Months ago when Roger Stone told me the title of his 2016 presidential campaign book, “The Making of the President 2016,” I immediately asked if Teddy White’s heirs had copyrighted that famous title. (For those unfamiliar, in 1961 Theodore White broke political ground with his best-selling insider campaign book, “The Making of the President 1960.” White’s success prompted him to write a series with the same name for the presidential campaigns of 1964, 1968 and 1972.)
In response to my question, Roger said that the iconic title was “not copyrighted.” Then I complimented him on the marketing savvy of selecting himself to be Teddy White’s successor.

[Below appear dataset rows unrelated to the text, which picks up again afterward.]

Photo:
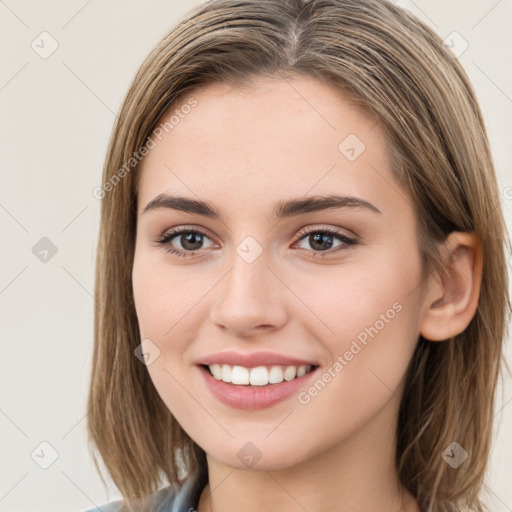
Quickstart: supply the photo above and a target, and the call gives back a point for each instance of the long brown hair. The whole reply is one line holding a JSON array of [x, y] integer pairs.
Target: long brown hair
[[392, 65]]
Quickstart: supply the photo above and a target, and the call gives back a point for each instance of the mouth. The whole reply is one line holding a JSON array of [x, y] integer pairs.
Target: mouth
[[258, 376], [254, 381]]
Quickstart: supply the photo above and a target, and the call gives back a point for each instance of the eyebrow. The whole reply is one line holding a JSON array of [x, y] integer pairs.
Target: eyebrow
[[282, 209]]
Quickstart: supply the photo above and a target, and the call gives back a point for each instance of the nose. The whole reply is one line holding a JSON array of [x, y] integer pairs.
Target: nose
[[250, 300]]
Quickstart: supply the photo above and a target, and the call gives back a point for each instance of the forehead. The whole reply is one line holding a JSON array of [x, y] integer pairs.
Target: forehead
[[253, 146]]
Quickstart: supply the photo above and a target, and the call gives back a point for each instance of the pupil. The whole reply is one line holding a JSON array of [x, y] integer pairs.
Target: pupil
[[191, 239], [319, 239]]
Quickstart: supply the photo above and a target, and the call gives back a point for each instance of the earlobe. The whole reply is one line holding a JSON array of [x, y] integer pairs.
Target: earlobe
[[451, 300]]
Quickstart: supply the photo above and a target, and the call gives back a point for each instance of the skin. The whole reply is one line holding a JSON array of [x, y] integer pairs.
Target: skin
[[243, 151]]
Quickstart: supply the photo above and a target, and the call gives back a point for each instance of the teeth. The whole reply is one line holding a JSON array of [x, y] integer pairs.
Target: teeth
[[240, 375], [259, 376]]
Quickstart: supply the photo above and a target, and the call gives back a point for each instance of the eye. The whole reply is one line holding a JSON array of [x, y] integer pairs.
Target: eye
[[322, 239], [190, 240]]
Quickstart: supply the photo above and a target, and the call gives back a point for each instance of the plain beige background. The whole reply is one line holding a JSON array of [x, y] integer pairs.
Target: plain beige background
[[56, 116]]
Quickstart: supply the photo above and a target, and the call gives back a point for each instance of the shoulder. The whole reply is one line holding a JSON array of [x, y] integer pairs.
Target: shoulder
[[168, 499]]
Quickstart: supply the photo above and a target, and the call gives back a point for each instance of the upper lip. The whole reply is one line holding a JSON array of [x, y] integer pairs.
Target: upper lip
[[252, 360]]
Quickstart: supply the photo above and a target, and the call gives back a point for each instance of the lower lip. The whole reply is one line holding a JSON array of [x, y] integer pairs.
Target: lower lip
[[257, 397]]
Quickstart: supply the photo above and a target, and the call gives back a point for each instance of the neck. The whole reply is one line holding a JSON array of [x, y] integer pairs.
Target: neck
[[357, 475]]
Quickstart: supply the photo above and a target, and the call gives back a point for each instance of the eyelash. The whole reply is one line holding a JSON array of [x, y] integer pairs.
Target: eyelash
[[165, 239]]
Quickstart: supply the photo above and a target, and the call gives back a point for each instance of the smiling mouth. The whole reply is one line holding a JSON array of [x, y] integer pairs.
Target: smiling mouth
[[257, 376]]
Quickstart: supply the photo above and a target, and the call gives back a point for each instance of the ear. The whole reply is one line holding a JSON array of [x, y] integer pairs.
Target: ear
[[451, 301]]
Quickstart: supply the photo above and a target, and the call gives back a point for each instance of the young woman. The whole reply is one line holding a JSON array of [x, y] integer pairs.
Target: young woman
[[301, 276]]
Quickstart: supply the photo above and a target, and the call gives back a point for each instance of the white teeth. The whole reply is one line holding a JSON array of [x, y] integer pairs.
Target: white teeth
[[290, 373], [275, 375], [240, 375], [226, 373], [258, 376]]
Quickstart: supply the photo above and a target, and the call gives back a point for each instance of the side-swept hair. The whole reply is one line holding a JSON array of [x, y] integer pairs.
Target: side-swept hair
[[395, 67]]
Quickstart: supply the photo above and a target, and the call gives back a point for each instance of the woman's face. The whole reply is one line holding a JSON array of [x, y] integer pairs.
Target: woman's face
[[262, 291]]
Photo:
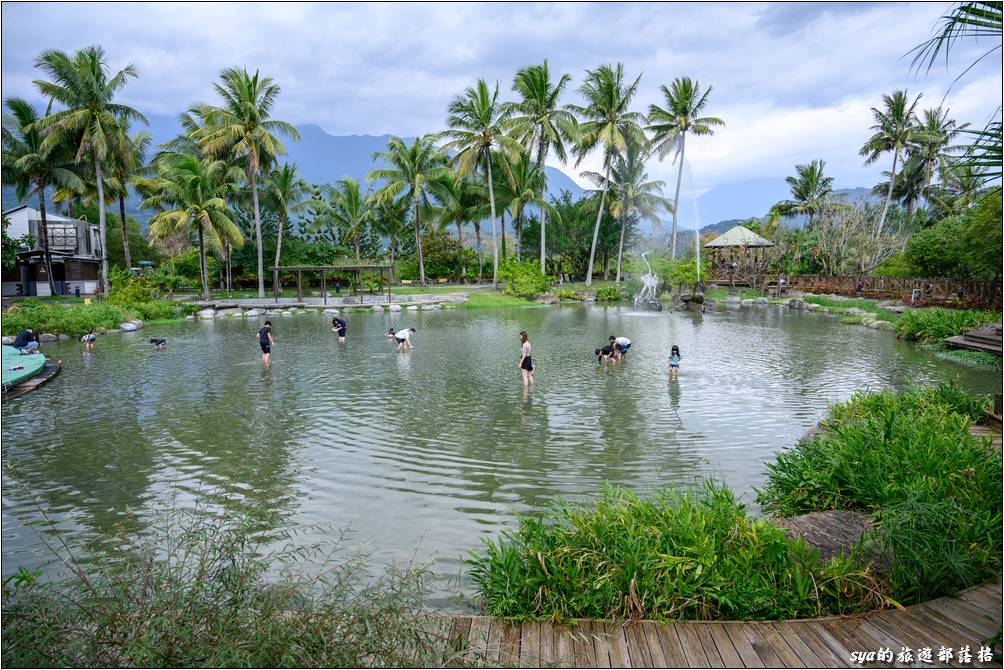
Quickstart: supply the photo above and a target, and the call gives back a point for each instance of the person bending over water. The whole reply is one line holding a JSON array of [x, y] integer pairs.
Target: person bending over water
[[265, 341], [675, 363], [620, 346], [525, 363], [403, 338], [604, 355], [339, 325]]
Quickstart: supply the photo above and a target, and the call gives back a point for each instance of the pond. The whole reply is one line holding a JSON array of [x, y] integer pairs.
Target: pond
[[425, 452]]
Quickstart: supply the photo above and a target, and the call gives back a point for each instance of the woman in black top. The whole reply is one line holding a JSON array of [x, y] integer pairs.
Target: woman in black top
[[266, 342]]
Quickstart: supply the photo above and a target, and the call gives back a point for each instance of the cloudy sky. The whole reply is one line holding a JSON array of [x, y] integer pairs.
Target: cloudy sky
[[793, 81]]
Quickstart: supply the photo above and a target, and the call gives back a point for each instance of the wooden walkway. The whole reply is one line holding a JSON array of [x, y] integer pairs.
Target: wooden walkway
[[973, 618]]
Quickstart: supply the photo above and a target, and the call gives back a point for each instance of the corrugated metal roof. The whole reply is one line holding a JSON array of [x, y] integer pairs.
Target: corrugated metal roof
[[739, 236]]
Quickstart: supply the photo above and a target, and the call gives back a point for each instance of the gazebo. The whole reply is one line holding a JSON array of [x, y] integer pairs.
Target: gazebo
[[738, 253], [355, 270]]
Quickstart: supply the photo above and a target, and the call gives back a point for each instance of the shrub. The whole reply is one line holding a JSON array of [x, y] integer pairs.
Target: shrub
[[909, 460], [677, 555], [607, 293], [197, 593], [523, 279], [931, 325]]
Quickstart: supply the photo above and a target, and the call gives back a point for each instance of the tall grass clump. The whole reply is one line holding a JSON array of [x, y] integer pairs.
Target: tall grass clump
[[206, 593], [908, 459], [934, 325], [676, 555]]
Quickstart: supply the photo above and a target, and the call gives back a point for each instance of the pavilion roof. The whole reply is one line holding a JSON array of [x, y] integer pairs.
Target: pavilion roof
[[739, 236]]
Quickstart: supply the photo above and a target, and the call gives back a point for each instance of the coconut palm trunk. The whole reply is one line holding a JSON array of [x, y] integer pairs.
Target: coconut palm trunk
[[121, 219], [278, 246], [418, 242], [889, 195], [495, 245], [44, 234], [101, 230], [676, 200], [595, 228], [202, 263], [257, 235]]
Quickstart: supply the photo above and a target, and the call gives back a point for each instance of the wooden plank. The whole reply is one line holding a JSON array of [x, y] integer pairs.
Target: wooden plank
[[529, 645], [829, 650], [763, 649], [725, 648], [638, 646], [693, 649], [600, 645], [651, 634], [772, 639], [672, 649], [509, 655], [710, 647], [548, 645], [743, 647], [799, 648]]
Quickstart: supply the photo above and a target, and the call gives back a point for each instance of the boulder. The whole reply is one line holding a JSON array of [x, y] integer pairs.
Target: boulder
[[548, 298]]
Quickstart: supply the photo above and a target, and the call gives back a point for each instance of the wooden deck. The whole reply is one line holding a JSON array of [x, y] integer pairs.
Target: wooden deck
[[972, 618]]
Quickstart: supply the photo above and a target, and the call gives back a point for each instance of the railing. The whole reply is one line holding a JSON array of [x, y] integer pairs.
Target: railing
[[939, 290]]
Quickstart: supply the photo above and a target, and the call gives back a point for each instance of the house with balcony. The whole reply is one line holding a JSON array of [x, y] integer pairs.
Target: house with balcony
[[74, 251]]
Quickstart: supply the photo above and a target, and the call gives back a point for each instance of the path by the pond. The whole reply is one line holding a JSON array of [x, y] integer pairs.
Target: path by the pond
[[969, 621]]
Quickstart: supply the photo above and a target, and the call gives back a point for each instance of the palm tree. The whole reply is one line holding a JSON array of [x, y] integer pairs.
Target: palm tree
[[84, 85], [349, 210], [390, 220], [634, 195], [605, 121], [670, 125], [477, 123], [411, 175], [191, 194], [896, 128], [126, 164], [810, 191], [30, 170], [539, 122], [288, 194], [242, 129]]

Stone’s “The Making of the President 2016: How Donald Trump Orchestrated a Revolution” was released on Jan. 31.
Fast-paced Amazon pre-sales are not surprising considering that for over forty years the author has been at one time or another a close friend and confidant, employee, chief political adviser, outside adviser, political bomb-thrower, and behind-the-scenes man to the newly minted president of the United States, Donald J. Trump.
Since Stone is an acquaintance of mine, I have conducted several interviews with him – starting with the “Clintons’ War on Women” book interview on Sept. 7, 2015.
In fact, writing this review of Roger’s new book prompted me to go back and read his prescient statements from a Feb. 29, 2016, interview titled, “Why Stone is the Man to Watch in a Trump vs. Clinton Race.” Here is a key sentence that encapsulates why Stone’s book is worth reading:
“Roger proudly told me that he ‘started 2016 with two goals – defeat Hillary Clinton and elect Donald Trump president of the United States.’”
To that I say, “Roger, Mission Accomplished.”
In the same interview, I wrote, “What makes Stone such a tour de force is his ability to impact the campaigns of both candidates.” (I recently discovered this quote appears on the book’s back cover.) In “The Making of the President 2016,” you can read how Stone did exactly that . But, given the extent of Roger’s impact on both campaigns, surprisingly, the book is less about the role of Roger Stone and much more about “how Donald Trump orchestrated a revolution,” the subtitle of the book.
Fortunately for Trump, the seeds of revolution had grown into a bumper crop, and 2016 was harvest time! But, in addition to that crop of angry voters fed up with Washington and ready for drastic change, Trump’s revolution succeeded for reasons perhaps best described using biblical terms: Barack Obama begat Donald Trump. This was especially true since Hillary Clinton was campaigning with no message or vision besides “elect me to ‘Obama’s third term’ because I am a woman.”
Equally important, Trump’s revolution was fueled by his mastery of the new-media environment on which Stone offers expert analysis and was an influential player. Going forward every political candidate and operative must learn to harness the power of new media and social media to their advantage or become their victim.
On that note, Stone ends the book with the following paragraph that, in addition to summarizing Trump’s campaign media strategy, offers insight on how he will operate as president.
Donald Trump loves winning, and he hates losing. He is determined, stubborn, and incredibly smart, and his masterful use of social media has transformed American politics. Trump has figured out that he can speak directly to voters without the filter of the old media. Perhaps he is our last best hope to return to being a nation of winners.
Whether you love or loathe Trump, for political junkies of both parties Stone’s book is an entertaining and informative must-read. Not only does it offer a detailed insight into the “The Making of the President 2016” but also the “making of Roger Stone.” In his 16-page preface, Stone tells the story of how he first met Trump through a Ronald Reagan connection with the infamous mob lawyer Roy Cohn. Stone also writes about how former President Nixon and his wife thought Trump would one day be president.
My favorite and most bizarre paragraph in the entire book is also from Stone’s preface. Roger wrote about a 1989 business meeting with Trump when Stone was a D.C. lobbyist “handling currency transaction rules that his casinos were subject to.”
Stone had requested a New York meeting with Trump, but Trump said he was scheduled to helicopter to Atlantic City with two of his casino executives. Roger convinced Trump to wait for him to arrive from D.C., and Trump obliged. Sadly, that day the helicopter crashed, killing Trump’s two executives.
About this 1989 incident Roger writes:
While Trump may have booked other appointments after mine, I know that his life was spared to save our Republic and restore our economic vitality. This was the point at which I realized that Trump had been put on Earth for this larger purpose. This was the point that I realized he would be president.
Sure, many will shake their heads when they read that paragraph. Moreover, much of the old media will ignore Stone’s book just as they initially ignored Trump’s run for president. However, Roger Stone believes what he wrote, and that is what matters. After all, President Trump’s friend of over 40 years will continue as one of the most controversial political operatives, media personalities and authors on the scene today. And remember, the president of the United States takes his calls.